Skip to content

∞ Post Process Documents

Documentation

  • Class name: LLMPostProcessDocuments
  • Category: SALT/Language Toolkit/Tools
  • Output node: False

This node is designed to refine and filter a collection of documents based on specified keywords. It allows for the inclusion of documents containing certain required keywords while excluding those with specified unwanted keywords, effectively tailoring the document set to more closely match user-defined criteria.

Input types

Required

  • document
    • Represents the collection of documents to be processed. It is the primary data upon which the node operates, determining which documents are retained based on the presence or absence of specified keywords.
    • Comfy dtype: DOCUMENT
    • Python dtype: List[Document]

Optional

  • required_keywords
    • A comma-separated list of keywords that must be present in a document for it to be included in the output. This parameter enables the filtering of documents to those that are relevant to specific criteria.
    • Comfy dtype: STRING
    • Python dtype: str
  • exclude_keywords
    • A comma-separated list of keywords that, if present in a document, will result in its exclusion from the output. This parameter helps in removing documents that contain undesired content.
    • Comfy dtype: STRING
    • Python dtype: str

Output types

  • documents
    • Comfy dtype: DOCUMENT
    • The filtered collection of documents, which have been processed to include only those matching the required keywords and exclude those with any of the excluded keywords.
    • Python dtype: List[Document]

Usage tips

  • Infra type: CPU
  • Common nodes: unknown

Source code

class LLMPostProcessDocuments:
    @classmethod
    def INPUT_TYPES(cls):
        return {
            "required": {
                "document": ("DOCUMENT",),
            },
            "optional": {
                "required_keywords": ("STRING", {}),
                "exclude_keywords": ("STRING", {}),
            },
        }

    RETURN_TYPES = ("DOCUMENT",)
    RETURN_NAMES = ("documents",)

    FUNCTION = "process_documents"
    CATEGORY = f"{MENU_NAME}/{SUB_MENU_NAME}/Tools"
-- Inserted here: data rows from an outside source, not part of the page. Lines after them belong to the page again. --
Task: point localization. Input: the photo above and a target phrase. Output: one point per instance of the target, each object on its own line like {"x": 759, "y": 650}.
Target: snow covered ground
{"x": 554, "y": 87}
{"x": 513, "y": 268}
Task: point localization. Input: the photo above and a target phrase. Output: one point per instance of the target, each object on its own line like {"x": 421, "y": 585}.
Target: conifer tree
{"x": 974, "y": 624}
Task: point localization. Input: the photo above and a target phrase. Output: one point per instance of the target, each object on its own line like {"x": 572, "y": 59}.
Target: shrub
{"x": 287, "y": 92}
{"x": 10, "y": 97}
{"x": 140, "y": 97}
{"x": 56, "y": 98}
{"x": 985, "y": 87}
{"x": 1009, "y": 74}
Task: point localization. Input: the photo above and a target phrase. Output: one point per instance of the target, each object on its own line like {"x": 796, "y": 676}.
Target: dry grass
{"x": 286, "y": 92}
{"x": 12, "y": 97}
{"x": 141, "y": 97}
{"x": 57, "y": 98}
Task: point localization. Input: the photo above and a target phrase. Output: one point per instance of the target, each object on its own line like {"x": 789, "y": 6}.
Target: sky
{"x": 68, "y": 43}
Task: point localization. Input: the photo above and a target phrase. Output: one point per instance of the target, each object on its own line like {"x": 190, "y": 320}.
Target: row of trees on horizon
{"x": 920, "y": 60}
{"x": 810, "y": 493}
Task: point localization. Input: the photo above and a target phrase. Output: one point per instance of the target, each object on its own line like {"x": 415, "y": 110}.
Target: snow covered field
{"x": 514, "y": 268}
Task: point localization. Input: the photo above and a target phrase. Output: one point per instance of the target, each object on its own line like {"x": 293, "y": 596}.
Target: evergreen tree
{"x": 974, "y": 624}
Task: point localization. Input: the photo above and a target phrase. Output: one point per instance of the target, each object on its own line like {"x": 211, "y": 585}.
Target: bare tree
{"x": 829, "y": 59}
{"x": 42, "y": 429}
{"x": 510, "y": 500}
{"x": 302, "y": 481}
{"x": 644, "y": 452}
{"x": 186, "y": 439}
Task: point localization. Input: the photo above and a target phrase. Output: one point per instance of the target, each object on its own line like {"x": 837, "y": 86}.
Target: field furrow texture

    def process_documents(self, document, required_keywords=[], exclude_keywords=[]):

        if required_keywords.strip():
            required = [ext.strip() for ext in required_keywords.split(",") if ext.strip()]
        else:
            required = None

        if exclude_keywords.strip():
            excluded = [pattern.strip() for pattern in exclude_keywords.split(",") if pattern.strip()]
        else:
            excluded = None

        if required or excluded:
            document = [doc for doc in document if not set(required).isdisjoint(doc.keywords) and set(excluded).isdisjoint(doc.keywords)]

        return (document,)